El caso de uso se eligió por visibilidad. El informe del MIT señala que más de la mitad del gasto se concentra en funciones de marketing y ventas, mientras el retorno más consistente aparece en procesos administrativos y de back-office: revisión documental, conciliaciones, atención de segundo nivel, tareas externalizadas a un BPO. Son procesos poco lucidos en una presentación, pero tienen volumen, repetición y un coste unitario conocido. Es decir, tienen denominador.
El sistema no aprende del uso. El informe describe una brecha de aprendizaje: las herramientas genéricas se estancan porque no retienen contexto ni incorporan el criterio de la organización. Funcionan para tareas puntuales y se degradan en cuanto se les pide sostener un flujo de trabajo real con excepciones, aprobaciones y trazabilidad.
Comprar a un proveedor especializado frente a construir en casa
Uno de los hallazgos con más consecuencias prácticas del estudio del MIT es la diferencia entre soluciones adquiridas a proveedores especializados y desarrollos internos. Las primeras llegaban a producción con una frecuencia aproximadamente dos veces superior a las segundas, en el entorno de dos tercios frente a un tercio.
La lectura no es que construir esté mal. Es que construir internamente añade al riesgo del caso de uso el riesgo de ingeniería, el de mantenimiento y el de rotación del equipo, y suele hacerlo en organizaciones que no tienen una función de producto capaz de sostener el ciclo de vida. Cuando el objetivo es validar si un proceso concreto mejora, el desarrollo propio introduce meses de latencia entre la hipótesis y la respuesta. Reservamos la construcción interna para lo que constituye ventaja competitiva defendible o para lo que ningún proveedor puede cubrir por restricciones de dato o de regulación.
El uso que no aparece en los informes
Hay un contraste que merece atención directiva. El mismo informe describe una economía informal de IA: mientras una minoría de empresas había contratado licencias corporativas, el uso de herramientas personales por parte de los empleados estaba extendido en la práctica totalidad de las organizaciones estudiadas. Los trabajadores ya han integrado la IA en su rutina por su cuenta, sin gobierno, sin trazabilidad y con los datos de la compañía circulando fuera del perímetro.
Ese uso informal es a la vez un riesgo de cumplimiento y una fuente de información desaprovechada. Los procesos donde los empleados ya recurren a la IA por iniciativa propia son los candidatos mejor validados que tiene una organización, y normalmente no coinciden con los que figuran en el plan estratégico.
Cómo plantearíamos el siguiente piloto
- Elegir un proceso con volumen y coste unitario conocido, no una función con alta visibilidad interna.
- Medir la línea base durante al menos un mes antes de tocar nada: tiempo de ciclo, coste por unidad, tasa de reproceso.
- Definir de antemano el umbral de decisión y la fecha en que se toma.

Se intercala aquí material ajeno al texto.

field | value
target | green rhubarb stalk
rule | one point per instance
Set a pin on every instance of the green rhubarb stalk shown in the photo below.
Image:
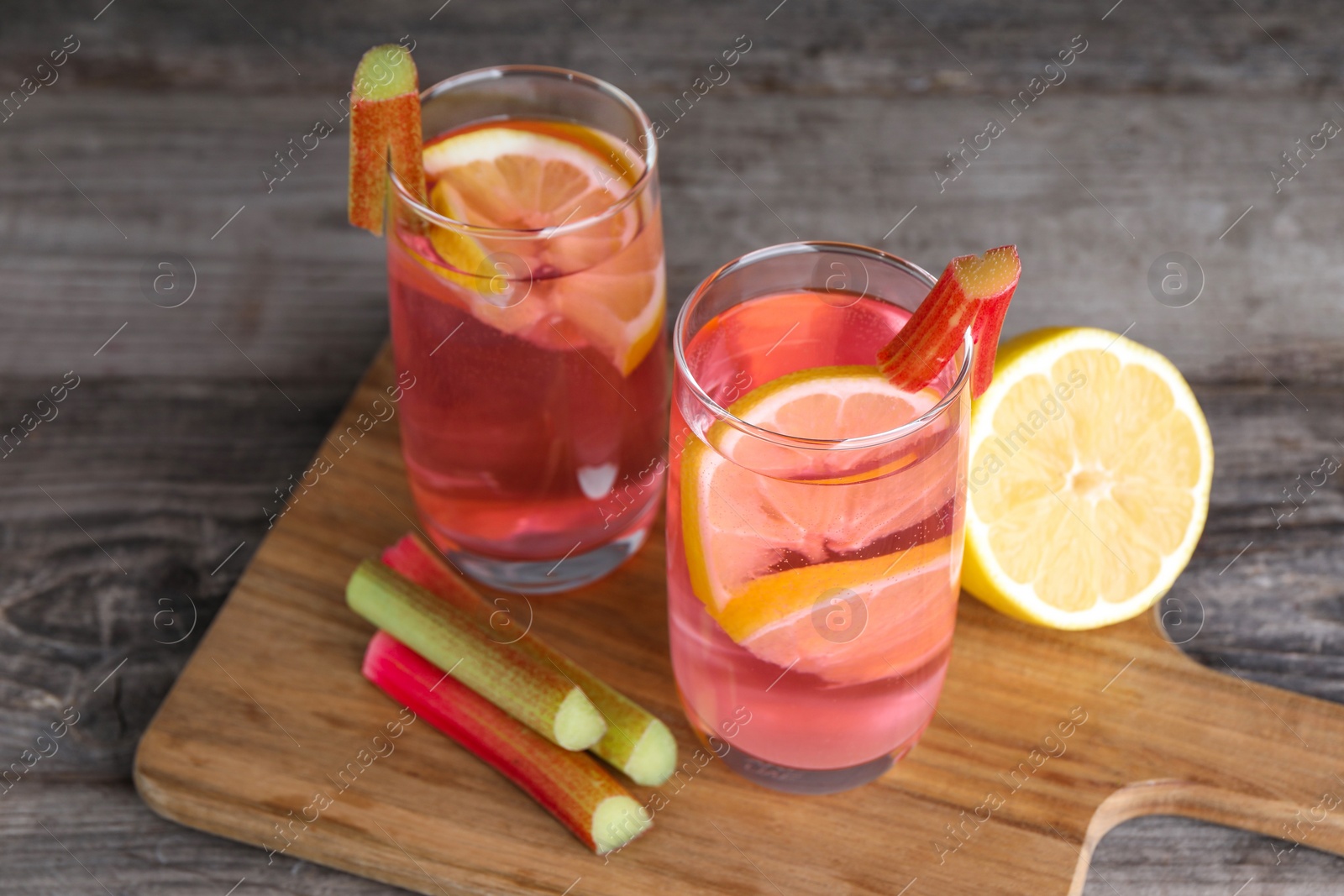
(514, 680)
(569, 785)
(385, 130)
(636, 741)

Un piloto sin criterio de cierre se convierte en un gasto recurrente.
- Asignar un responsable de la operación, no solo de la tecnología. Quien responde del proceso debe responder del piloto.
- Contrastar la opción de compra antes de abrir un desarrollo propio, y exigir al proveedor métricas de clientes comparables.

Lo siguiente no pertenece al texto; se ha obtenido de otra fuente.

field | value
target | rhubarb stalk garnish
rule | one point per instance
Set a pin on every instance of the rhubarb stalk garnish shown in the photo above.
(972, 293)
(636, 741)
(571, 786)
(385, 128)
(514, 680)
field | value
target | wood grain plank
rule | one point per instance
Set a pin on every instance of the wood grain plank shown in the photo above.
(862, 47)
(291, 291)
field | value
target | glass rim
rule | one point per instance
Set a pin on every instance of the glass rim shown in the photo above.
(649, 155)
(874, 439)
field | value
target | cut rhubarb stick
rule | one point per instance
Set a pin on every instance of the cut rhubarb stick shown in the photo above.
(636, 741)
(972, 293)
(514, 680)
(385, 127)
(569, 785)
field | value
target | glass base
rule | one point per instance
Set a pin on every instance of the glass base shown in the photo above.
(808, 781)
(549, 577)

- Inventariar el uso informal ya existente en los equipos y utilizarlo como mapa de oportunidades.
La implicación para la dirección es de asignación de capital más que de tecnología. Si un proyecto no puede explicar en una línea qué métrica operativa mueve y desde qué valor de partida, lo que se está financiando es una prueba de concepto indefinida. Revisar la cartera de iniciativas con ese filtro suele reducirla a la mitad y mejorar el retorno de lo que queda.